Plinio Corrêa de Oliveira

"Odiai o erro, amai os que erram", escreveu Santo Agostinho. Grande, sábia, admirável sentença. Entretanto, quantas aberrações, quantas traições, quantas capitulações vergonhosas se tem abusivamente cometido em nome dela!

Há pessoas cândidas - ou covardes - que imaginam as idéias como entes dotados de existência física própria e autônoma, os quais se incubam misteriosamente nas pessoas. Pode-se mover guerra às idéias sem atacar as pessoas, mais ou menos como se pode combater a doença infecciosa sem combater o doente. A guerra é contra o bacilo, tão somente.

Este modo de ver, muito generalizado, infelizmente, em nossos dias, beneficia largamente nossos adversários, pois desarma toda a nossa reação.

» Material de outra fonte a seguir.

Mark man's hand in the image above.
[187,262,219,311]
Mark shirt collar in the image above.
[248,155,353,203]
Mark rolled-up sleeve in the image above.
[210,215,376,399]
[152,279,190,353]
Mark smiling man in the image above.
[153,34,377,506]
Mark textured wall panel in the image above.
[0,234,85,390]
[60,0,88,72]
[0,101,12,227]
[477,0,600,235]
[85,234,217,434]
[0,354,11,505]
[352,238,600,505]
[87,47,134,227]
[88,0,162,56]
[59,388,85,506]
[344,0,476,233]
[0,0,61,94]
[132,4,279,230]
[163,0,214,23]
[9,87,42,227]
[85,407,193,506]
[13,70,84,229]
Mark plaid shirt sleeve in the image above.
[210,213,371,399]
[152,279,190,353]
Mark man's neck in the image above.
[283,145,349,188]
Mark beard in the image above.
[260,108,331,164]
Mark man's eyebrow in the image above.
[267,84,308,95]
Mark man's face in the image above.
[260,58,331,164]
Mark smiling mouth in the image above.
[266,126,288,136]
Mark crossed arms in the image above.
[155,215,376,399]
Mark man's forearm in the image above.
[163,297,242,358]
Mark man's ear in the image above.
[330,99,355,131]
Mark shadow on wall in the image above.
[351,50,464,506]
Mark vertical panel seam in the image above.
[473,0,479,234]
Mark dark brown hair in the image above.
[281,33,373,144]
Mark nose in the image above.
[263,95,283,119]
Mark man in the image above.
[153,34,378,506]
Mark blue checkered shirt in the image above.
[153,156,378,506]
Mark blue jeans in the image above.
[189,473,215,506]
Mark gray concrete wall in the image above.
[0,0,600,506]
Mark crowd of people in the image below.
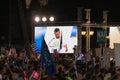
[0,45,120,80]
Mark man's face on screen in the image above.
[54,31,60,38]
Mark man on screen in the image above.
[48,28,68,53]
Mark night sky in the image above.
[0,0,120,43]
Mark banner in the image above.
[97,30,106,44]
[103,48,111,67]
[95,48,102,58]
[114,43,120,66]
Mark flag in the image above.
[40,38,56,76]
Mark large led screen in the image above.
[34,26,78,53]
[109,26,120,49]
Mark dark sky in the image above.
[28,0,120,22]
[0,0,120,42]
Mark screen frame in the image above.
[32,25,79,54]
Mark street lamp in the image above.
[34,16,40,22]
[42,17,47,22]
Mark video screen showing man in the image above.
[48,28,68,53]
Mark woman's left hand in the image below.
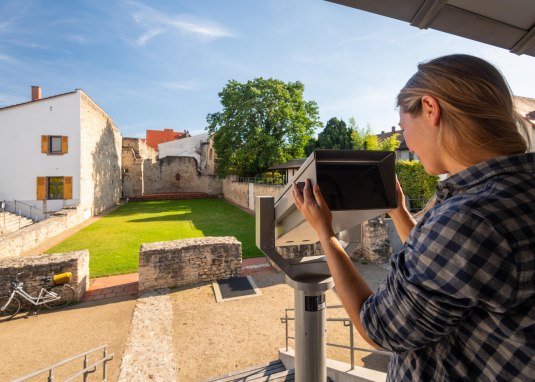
[292,179,334,238]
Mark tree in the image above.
[316,118,353,149]
[206,78,320,176]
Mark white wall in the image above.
[0,92,80,216]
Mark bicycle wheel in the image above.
[0,296,20,322]
[43,284,74,309]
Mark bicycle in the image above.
[0,272,74,322]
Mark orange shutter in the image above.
[63,176,72,199]
[37,176,46,200]
[41,135,48,154]
[61,137,69,154]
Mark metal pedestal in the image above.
[286,277,334,382]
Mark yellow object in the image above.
[52,272,72,285]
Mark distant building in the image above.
[145,129,190,151]
[377,126,418,160]
[269,158,307,183]
[513,96,535,151]
[0,86,122,220]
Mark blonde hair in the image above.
[397,54,528,165]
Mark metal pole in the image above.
[286,276,334,382]
[294,289,327,382]
[84,354,89,382]
[349,321,355,370]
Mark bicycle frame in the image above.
[0,287,60,310]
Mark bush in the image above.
[396,160,439,211]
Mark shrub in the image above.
[396,160,438,211]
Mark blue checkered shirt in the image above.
[360,153,535,382]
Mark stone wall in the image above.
[0,250,89,302]
[223,176,284,211]
[0,206,85,259]
[351,216,392,263]
[122,138,223,197]
[143,156,222,195]
[139,237,242,292]
[80,92,122,217]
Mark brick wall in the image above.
[0,250,89,302]
[139,237,242,292]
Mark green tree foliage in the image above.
[316,118,353,149]
[206,78,321,176]
[396,160,439,210]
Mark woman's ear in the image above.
[421,95,442,126]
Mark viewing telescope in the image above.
[255,150,397,382]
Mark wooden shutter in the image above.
[63,176,72,200]
[41,135,48,154]
[61,136,69,154]
[37,176,46,200]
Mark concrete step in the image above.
[204,360,294,382]
[0,211,33,234]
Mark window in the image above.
[48,136,61,154]
[41,135,69,155]
[47,178,63,200]
[37,176,72,200]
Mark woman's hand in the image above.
[292,179,334,238]
[388,176,408,217]
[388,177,416,243]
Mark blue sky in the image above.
[0,0,535,137]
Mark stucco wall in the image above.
[139,237,242,292]
[0,250,89,302]
[0,89,80,217]
[78,90,122,217]
[0,208,85,259]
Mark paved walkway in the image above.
[81,257,275,301]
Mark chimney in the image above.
[32,86,41,101]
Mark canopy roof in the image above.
[327,0,535,57]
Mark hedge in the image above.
[396,160,439,211]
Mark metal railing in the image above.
[281,305,392,370]
[234,176,286,186]
[11,345,114,382]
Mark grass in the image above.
[47,199,263,278]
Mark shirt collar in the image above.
[436,153,535,201]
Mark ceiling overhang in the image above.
[327,0,535,57]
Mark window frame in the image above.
[48,135,63,155]
[46,176,65,200]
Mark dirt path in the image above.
[0,264,387,382]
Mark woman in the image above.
[293,55,535,381]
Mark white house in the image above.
[0,86,122,220]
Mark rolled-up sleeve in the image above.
[360,207,517,352]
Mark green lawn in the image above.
[47,199,263,278]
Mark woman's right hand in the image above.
[388,176,408,218]
[292,179,334,238]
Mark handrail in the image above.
[281,305,392,370]
[11,345,114,382]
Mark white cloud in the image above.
[129,2,235,46]
[163,81,200,90]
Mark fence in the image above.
[12,345,113,382]
[234,175,286,186]
[281,305,392,370]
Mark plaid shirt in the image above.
[360,153,535,382]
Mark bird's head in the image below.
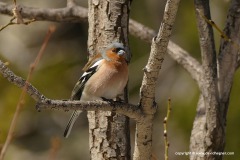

A verdade e o erro não são algo de extrínseco ao espírito humano como as fichas na gaveta de um fichário. A inteligência, pelo contrário, tende a assimilar este e aquela, por um processo que tem sido merecida e frequentemente comparado à digestão. Se alguém come pão ou carne, a digestão incorpora ao organismo uma parcela da substância destes alimentos, que ficam fazendo parte da pessoa. Analogamente, se alguém aceita uma doutrina, esta de tal maneira pode chegar a marcar sua personalidade, que se diria figurativamente que tal homem personifica aquela idéia. Como pretender destruir o pão já digerido por uma pessoa, sem ferir a esta última em sua carne? E como se pode atacar uma idéia sem atingir em certa medida quem a personifica, quem ipso facto lhe dá vida, atualidade e possibilidades de difusão?

O orgulho é o pai de todas as heresias, e mormente o haveria de ser da heresia que contem em si o suco de todas as outras, isto é, o modernismo. Daí dizer São Pio X, dos modernistas, que “por orgulho repelem toda sujeição”. “Non serviam”, brado que o Príncipe das trevas inspira a todos os seus sequazes, mas que São Miguel Arcanjo cobre com o hino triunfal de sua eterna humildade: “Quis ut Deus”. - No clichê: cena do Apocalipse numa tapeçaria do castelo de Angers, século XIV.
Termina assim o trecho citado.